As one member of the Theatre’s international staff, Ben Rivers, explains, “The Freedom Bus is more than a travelling ‘truth commission’. A truth commission always holds the danger of entrenching a victim identity with little movement towards substantive justice or any form of genuine healing.”
Playback Theatre is an interactive theatre approach that has been used in dozens of countries as a tool for community building, public dialogue, trauma recovery, social activism and popular education. The members of the Freedom Theatre use it as a way to get audience members to share thoughts, feelings, memories and autobiographical accounts, which are instantaneously transformed by actors and musicians into improvised theatre. Through this artistic transformation, their testimonies become more accessible to a wider audience, which can achieve a more visceral understanding and empathic connection to the teller’s experience.
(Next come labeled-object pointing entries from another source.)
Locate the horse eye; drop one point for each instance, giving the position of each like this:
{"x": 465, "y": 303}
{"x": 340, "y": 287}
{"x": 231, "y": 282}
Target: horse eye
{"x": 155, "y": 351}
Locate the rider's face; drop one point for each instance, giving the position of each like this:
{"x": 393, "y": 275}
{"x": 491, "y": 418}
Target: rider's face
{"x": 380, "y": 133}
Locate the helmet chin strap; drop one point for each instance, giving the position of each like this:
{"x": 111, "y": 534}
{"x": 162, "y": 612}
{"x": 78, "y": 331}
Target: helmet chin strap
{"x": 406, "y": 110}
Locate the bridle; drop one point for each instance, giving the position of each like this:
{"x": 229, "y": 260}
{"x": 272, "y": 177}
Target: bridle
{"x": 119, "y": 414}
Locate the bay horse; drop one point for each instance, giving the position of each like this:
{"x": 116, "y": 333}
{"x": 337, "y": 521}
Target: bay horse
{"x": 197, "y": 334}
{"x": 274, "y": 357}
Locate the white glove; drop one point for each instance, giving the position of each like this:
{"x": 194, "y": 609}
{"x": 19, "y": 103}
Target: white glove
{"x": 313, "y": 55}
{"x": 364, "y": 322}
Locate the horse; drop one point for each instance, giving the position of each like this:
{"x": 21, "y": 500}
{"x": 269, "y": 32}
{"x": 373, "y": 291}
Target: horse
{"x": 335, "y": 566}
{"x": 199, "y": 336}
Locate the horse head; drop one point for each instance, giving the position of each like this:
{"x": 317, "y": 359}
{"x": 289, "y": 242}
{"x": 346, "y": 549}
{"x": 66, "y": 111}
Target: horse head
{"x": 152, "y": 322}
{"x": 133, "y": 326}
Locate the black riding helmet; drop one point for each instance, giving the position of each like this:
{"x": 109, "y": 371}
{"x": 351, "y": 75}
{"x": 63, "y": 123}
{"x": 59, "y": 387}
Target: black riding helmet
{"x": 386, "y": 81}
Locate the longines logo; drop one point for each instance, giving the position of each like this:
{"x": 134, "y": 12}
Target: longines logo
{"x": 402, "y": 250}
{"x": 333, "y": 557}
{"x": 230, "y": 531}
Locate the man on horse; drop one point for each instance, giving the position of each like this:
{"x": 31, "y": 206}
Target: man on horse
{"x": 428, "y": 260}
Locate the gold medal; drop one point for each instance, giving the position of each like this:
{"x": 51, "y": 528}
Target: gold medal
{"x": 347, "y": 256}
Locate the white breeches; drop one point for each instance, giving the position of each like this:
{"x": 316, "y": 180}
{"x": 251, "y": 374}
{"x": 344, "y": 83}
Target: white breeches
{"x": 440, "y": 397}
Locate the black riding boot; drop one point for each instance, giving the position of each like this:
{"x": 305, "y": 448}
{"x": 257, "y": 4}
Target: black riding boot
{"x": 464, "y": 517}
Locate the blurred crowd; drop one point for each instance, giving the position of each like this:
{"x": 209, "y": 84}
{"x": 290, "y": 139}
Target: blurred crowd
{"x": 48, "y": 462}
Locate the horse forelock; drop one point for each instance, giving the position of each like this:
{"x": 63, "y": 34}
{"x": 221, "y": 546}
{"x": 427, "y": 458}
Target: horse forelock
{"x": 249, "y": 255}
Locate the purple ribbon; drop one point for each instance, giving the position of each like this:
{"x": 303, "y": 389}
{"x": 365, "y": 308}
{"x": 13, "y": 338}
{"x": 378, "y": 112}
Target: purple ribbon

In Egypt, activists, artists and ordinary citizens will be invited to share autobiographical accounts of the revolution and all that’s happened in the last year as a way of celebrating the culture of popular struggle and civil resistance that toppled Hosni Mubarak and despite great odds, continues the struggle to build a democratic Egypt.
Taking culture jamming to the next level
Later this year from September 23 through October 1, the Freedom Bus will travel across the West Bank with an international group of artists and activists for a 9-day solidarity ride, using Playback Theatre to perform the stories of community members whose voices have so often been repressed, by Israel and by Palestinian society as well.
“The members of the Freedom Theatre use it as a way to get audience members to share thoughts, feelings, memories and autobiographical accounts…”
As Rivers explains it, the ride also responds to a “fundamental human need to experience solidarity in the face of suffering and injustice”. Organisers have imagined it as a Palestinian version of the freedom rides through the American South and in Australia as well that helped highlight endemic racism in those societies.
The Freedom Bus is a kind of travelling “Occupy” brigade, but in a Palestinian context it’s in fact reoccupying culturally – and through it, socially and politically – territory that remains militarily and territorially occupied by Israel. By bringing local and international artists, activists and scholars together the Freedom Bus will not only help ordinary Palestinians cope with the ongoing struggle against Israel – a kind of political group therapy, but help those most engaged in art, activism and scholarship better understand realities on the ground and so help better develop new strategies to resist and transcend the occupation. Such a practice constitutes the next step in the evolution of the kind of culture jamming that enabled such early successes by the Arab revolts and the occupy movements.
One young student at the Theatre put it best, “Juliano succeeded to put in our mind that despite the many obstacles, we mustn’t give up, that the revolution must continue and to express what is inside us without fear [because] through art we can say what we can’t say in our normal life and remove the racism and the walls between people.” That is a legacy Mer-Khamis would have been proud of and the rest of us can continue to take inspiration from that, despite the odds against peace and justice prevailing in the near future.
Mark LeVine is professor of Middle Eastern history at UC Irvine, and a distinguished visiting professor at the Center for Middle Eastern Studies at Lund University in Sweden and the author of the forthcoming book about the revolutions in the Arab world, The Five Year Old Who Toppled a Pharaoh.